Last year I had to work in Johnstown, PA. Not exactly sure where it is, because I drive via GPS once I get off a plane. But it took me around 90 minutes or maybe more to get there from the Pittsburgh airport. Anyway, I found a trail that was probably 60 miles long. Hike was fun, don't remember the name of the trail. But I remember it was autumn and the colors were fabulous.
I also did a business trip last year near Allentown, PA. I thought it was going to be an industrial area, but I brought my pack anyway. Found out is was close to the Appalachian Trail and the hiking there was outstanding. Lots of interesting rock formations. This is close to Philadelphia and there probably is easy public transportation between Pittsburgh and Philadelphia, and a bit of a drive to the AT from Philly — think it was less than an hour.
I bet I can find a lot more in western Pennsylvania, as it seems most of it is covered by forests. Gonna be in that area again in a few weeks and will find something interesting to hike. Suggest you get a big map and have fun figuring something out.
Hiking back east is a lot different from what I am used to out west. Trails cross roads and are often near towns. Also there are a lot of those shelter thingies to sleep in. Not sure if it required to sleep in a shelter or even get a permit to hike. I don't do either.

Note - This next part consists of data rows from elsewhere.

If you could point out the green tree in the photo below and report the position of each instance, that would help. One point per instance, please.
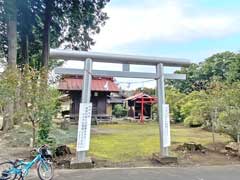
(224, 66)
(174, 98)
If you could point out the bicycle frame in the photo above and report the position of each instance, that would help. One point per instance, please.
(27, 166)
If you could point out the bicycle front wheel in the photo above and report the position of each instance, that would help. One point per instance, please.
(7, 171)
(45, 170)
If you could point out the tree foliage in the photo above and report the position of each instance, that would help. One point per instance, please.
(38, 100)
(223, 66)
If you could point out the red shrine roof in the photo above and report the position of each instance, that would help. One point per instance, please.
(139, 95)
(105, 84)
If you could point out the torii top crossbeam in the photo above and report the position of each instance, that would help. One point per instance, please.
(117, 58)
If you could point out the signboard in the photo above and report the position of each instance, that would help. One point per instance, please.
(166, 126)
(84, 126)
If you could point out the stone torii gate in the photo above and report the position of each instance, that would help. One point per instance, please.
(125, 60)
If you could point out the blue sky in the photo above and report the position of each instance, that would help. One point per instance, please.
(193, 29)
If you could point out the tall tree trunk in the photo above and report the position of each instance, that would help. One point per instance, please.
(25, 46)
(12, 42)
(46, 32)
(12, 56)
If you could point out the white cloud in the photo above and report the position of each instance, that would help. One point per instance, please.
(164, 21)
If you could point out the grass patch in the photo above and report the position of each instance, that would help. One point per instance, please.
(121, 142)
(130, 141)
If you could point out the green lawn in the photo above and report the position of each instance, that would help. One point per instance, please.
(130, 141)
(121, 142)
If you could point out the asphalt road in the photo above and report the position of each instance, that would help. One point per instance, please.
(189, 173)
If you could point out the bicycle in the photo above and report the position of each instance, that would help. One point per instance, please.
(11, 170)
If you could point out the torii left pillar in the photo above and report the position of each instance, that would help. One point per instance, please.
(86, 95)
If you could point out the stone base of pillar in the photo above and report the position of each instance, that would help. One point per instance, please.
(164, 159)
(86, 164)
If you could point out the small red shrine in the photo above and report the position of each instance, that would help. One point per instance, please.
(140, 106)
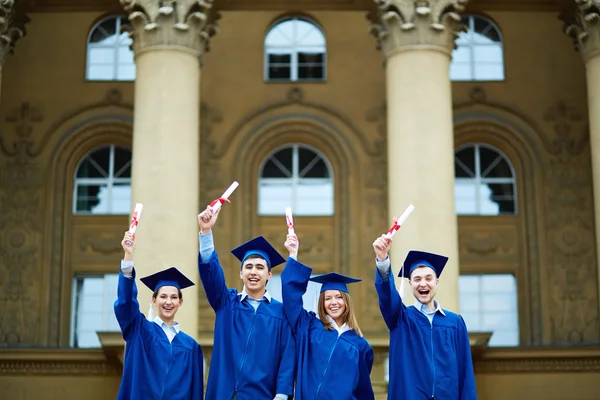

No time for that.
Enjoy your trip.Mar 13, 2014 at 7:32 pm #2082612
Ohiopyle State Park ( http://www.dcnr.state.pa.us/stateparks/findapark/ohiopyle/index.htm#hiking) has some nice day hikes and is also the terminal for the Laurel Highland Trail (70 miles). A beautiful area in the spring and fall. Also convenient for a visit to some Frank Lloyd Wright architecture.